Walking alone along an empty white beach at sunset, I couldn’t help but wonder who owned these places and how much longer these islands could escape becoming real estate. We had not seen a resort since leaving Bali. With few roads or airports, the only real way to get here is by boat.

Our itinerary was determined in part by the captain, the wind and the waves, and in part by our tour leader, Cor Van der Kruk, a Dutch social worker who had been living in Indonesia for the past 15 years. In the mornings, Cor would zoom ashore in the dinghy to make arrangements with the chiefs for our visits. If there had been more than nine of us in the group, our visits to these small villages might have taken on the air of a cultural peep show.
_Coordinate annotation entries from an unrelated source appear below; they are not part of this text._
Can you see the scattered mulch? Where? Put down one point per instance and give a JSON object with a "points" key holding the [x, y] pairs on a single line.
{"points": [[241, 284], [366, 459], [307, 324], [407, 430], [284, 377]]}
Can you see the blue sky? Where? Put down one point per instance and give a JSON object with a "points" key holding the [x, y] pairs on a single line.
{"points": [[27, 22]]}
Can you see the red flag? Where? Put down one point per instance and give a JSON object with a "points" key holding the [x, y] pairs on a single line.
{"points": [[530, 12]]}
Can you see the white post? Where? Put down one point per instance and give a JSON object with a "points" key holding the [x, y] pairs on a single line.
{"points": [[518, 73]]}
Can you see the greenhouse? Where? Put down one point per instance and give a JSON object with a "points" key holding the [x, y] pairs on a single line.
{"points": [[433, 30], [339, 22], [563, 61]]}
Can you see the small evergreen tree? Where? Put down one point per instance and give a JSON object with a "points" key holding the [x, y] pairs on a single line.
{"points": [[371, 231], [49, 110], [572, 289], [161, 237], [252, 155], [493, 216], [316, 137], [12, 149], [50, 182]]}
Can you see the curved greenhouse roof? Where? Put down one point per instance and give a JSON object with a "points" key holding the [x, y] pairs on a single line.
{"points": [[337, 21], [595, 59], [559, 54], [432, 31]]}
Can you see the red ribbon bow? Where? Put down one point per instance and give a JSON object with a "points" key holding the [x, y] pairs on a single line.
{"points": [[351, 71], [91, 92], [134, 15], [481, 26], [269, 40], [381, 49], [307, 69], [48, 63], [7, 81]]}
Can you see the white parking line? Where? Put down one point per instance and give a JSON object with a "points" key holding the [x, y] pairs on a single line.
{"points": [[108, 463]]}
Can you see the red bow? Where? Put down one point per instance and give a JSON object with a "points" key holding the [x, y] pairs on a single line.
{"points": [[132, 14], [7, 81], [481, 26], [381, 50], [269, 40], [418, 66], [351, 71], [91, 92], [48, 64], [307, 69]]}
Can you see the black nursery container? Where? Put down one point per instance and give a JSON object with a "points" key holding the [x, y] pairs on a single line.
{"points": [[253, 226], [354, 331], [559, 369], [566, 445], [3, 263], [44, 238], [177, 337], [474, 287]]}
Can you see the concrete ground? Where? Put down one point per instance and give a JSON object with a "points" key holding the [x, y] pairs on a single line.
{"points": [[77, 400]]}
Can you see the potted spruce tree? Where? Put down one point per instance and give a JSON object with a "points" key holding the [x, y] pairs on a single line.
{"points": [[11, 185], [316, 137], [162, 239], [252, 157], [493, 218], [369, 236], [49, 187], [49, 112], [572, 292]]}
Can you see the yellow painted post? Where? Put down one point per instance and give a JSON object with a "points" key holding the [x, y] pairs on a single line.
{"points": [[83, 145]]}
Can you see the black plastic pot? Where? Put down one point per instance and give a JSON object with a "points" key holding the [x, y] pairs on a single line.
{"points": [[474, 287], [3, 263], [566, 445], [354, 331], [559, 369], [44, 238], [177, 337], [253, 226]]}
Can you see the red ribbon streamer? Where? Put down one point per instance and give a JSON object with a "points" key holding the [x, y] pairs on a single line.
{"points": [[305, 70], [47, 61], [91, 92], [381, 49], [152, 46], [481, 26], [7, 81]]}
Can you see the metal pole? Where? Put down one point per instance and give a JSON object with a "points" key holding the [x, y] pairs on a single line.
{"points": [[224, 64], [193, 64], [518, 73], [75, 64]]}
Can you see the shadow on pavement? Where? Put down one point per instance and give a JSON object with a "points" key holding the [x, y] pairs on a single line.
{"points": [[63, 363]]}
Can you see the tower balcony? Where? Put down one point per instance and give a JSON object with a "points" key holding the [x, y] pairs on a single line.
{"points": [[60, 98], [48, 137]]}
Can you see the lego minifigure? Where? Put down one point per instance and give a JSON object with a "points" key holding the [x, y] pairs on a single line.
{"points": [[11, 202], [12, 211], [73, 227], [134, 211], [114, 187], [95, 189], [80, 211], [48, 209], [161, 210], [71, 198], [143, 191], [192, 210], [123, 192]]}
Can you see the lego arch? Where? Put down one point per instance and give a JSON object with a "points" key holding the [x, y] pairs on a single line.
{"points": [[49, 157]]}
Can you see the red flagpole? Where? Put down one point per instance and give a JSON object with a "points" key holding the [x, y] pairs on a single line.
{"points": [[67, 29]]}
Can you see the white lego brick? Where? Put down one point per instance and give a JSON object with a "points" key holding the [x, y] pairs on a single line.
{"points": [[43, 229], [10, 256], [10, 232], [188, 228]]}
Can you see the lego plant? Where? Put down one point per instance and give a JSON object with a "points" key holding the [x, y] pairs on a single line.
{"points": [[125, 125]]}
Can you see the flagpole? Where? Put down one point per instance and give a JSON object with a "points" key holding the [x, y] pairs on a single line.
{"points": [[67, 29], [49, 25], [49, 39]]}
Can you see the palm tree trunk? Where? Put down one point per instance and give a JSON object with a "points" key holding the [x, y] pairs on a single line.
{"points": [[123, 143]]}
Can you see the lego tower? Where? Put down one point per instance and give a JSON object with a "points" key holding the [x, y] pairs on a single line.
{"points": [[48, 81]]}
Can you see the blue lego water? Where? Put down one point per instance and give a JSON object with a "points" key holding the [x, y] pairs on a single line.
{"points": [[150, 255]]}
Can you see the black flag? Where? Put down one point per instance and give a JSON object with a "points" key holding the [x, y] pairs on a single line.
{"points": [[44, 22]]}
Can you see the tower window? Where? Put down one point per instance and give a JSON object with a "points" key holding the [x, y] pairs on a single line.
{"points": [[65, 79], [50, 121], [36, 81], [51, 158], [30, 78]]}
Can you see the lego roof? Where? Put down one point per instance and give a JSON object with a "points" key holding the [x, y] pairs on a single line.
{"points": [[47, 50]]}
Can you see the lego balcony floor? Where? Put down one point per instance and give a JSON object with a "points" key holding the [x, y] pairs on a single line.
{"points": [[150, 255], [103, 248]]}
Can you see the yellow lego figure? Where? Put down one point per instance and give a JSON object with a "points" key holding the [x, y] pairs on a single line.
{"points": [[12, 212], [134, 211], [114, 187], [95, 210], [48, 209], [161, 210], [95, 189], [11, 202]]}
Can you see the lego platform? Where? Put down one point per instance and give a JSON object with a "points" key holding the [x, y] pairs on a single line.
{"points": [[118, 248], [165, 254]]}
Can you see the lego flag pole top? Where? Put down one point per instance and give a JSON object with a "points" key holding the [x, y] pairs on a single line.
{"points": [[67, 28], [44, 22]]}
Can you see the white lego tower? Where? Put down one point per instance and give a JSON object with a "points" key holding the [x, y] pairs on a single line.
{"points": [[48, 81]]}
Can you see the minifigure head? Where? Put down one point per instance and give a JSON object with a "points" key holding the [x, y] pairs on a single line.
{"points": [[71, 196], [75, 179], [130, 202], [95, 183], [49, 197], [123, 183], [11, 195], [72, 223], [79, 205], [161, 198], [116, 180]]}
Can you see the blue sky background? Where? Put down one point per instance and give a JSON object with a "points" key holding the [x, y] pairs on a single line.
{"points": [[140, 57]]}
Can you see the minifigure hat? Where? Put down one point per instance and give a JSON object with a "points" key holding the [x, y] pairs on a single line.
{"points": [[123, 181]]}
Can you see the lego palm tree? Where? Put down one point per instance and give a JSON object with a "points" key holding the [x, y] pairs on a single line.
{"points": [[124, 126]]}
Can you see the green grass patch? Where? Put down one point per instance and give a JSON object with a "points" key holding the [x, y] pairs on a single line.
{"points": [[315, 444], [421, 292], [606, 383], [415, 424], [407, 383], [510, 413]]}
But in most places, the villagers had not seen outsiders in a long while and instead, it seemed as if the villagers were as genuinely curious and excited to see us as we were to meet them.

But I was not quite sure what to expect from the headhunters on the island of Alor. From the harbor in Kalabahi, we took a bus to the village of Takpala. There, they met us at the end of a tree-lined alleyway that led to their village, five men abreast armed with bows and arrows, long swords slung at their hips. Behind them, the women followed, their bodies wrapped in ikat sarongs, heavy brass anklets encircling their feet. The chief let out a long cry, “Kano!” and the men, dark-skinned with features that looked more Papuan than Balinese, leaped forward in a crouch, brandishing their bows. Then, singing and breaking into a dance — the women’s anklets clicking in perfect rhythm, boys keeping a melody on gongs and a man beating a moko drum — they led us up the alleyway to the village.

Though it has been several generations since an Abui had taken a head (“They don’t like blondes, do they?” asked Alison), their other customs live on. The song, the dance and the traditional garb, chief Darius Adam said, “is not just for visitors. We do this dance for our own ceremonies, for weddings.” In the village, a collection of three-tiered huts of bamboo and woven palm fronds, they assembled again in a circle or lego lego dance, singing in magical harmonies, punctuated by interludes with just the click of anklets and the low thud of the hour-glass shaped bronze moko drum, one of nearly 2,000 such drums that made their way to this island, most likely from Java.

As we sailed away from Alor, leaving the volcanic islands of Nusa Tenggara heading east toward the Moluccas, the sounds of the moko drums still pulsed in my head.

That night, I had a dream where pygmies were running in and out of a cave. A giant whale came to swallow them and then headhunters with gleaming swords rushed in to save the little people. It was as if, in the past six days of traveling, 13,000 years had collapsed into one moment.

I awoke with a start and, to clear my head, went up on deck. The water was glassy and we were motoring east. Already the wind and the smell of land had changed. No one knew exactly where we were headed next (the wind and currents would chart our course), and there would be no airports for 600 miles. And that was just fine with me.